Oyster shells may get swept up with the garbage at the end of a holiday meal, but they’re far more treasure than trash to the Oyster Recovery Partnership (ORP).
The restoration nonprofit goes to great lengths to collect discarded shells from all over the Mid-Atlantic region to use as homes for newly-planted oysters. But their strongest source of recycled shells is restaurants, and with so many of them closed or operating at reduced capacity, ORP is facing a shortage of shell.
As more folks eat oysters at home, ordering direct from oyster growers and wholesalers, ORP is calling on individuals to recycle their shells at its designated public collection sites. There are more than 70 public collection sites throughout the region.
“Oyster shell is the best material for getting young oysters into the Chesapeake Bay, making it the single most important resource to the oyster restoration process,” says Tommy Price, ORP’s Shell Recycling Alliance operations manager. “Right now, we’re experiencing a major shell shortage and we’re calling on the public to help us close that gap.”
ORP’s Shell Recycling Alliance is the largest oyster shell recylcing network in the nation, collecting free of charge from hundreds of seafood businesses.
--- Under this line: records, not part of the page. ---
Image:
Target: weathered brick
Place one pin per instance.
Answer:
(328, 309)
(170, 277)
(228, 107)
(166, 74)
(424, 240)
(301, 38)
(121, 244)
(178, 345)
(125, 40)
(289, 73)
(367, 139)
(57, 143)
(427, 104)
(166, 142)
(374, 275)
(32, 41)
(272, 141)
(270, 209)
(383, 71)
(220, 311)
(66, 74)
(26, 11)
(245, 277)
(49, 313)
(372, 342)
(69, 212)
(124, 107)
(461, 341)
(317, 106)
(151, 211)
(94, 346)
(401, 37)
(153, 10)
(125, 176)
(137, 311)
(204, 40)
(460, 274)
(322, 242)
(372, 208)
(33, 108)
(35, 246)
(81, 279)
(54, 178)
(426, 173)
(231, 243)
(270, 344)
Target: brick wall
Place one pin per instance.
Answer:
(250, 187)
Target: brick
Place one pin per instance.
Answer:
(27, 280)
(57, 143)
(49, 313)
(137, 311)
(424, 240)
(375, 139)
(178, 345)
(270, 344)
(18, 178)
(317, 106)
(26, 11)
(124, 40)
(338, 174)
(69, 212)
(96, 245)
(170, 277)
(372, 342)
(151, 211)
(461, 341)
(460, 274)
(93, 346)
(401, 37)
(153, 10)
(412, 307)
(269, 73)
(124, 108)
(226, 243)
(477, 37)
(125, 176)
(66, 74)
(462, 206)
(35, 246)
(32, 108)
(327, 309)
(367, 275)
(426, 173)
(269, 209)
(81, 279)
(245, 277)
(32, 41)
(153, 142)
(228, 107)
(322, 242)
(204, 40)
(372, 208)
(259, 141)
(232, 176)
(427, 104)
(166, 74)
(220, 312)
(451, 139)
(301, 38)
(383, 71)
Until this year, their numbers were growing every year. This year, they’ve amassed less than half of average projections—14,000 bushels so far, compared to 31,000 bushels for the same part of 2019.
Natural oyster shells are important for restoration because they are the preferred setting onto which oyster larvae attach themselves and grow. Collected oysters are aged outside for one year, washed, and set with spat at the Horn Point Lab in Cambridge. Every shell can host up to 10 spat, or baby oysters.
In spring and summer, ORP and restoration partners from federal and state agencies to local businesses deploy the spat-covered shells onto protected reefs. The ultimate goal is to encourage the oysters to continue spawning. Oysters filter excess nutrients from the water and their reefs create habitat for a wide range of marine life.
It’s not too late to support the Bay’s oyster industry with purchases for your holiday meals (and then recycle the shells). ORP offers a guide to local oyster buying located here.
“We encourage oyster lovers to come together to support the Chesapeake Bay seafood industry during a time when they need it most,” said Price. “Buy local seafood from markets and restaurants, enjoy oysters at home and recycle your shell. It’s a win–win–win.”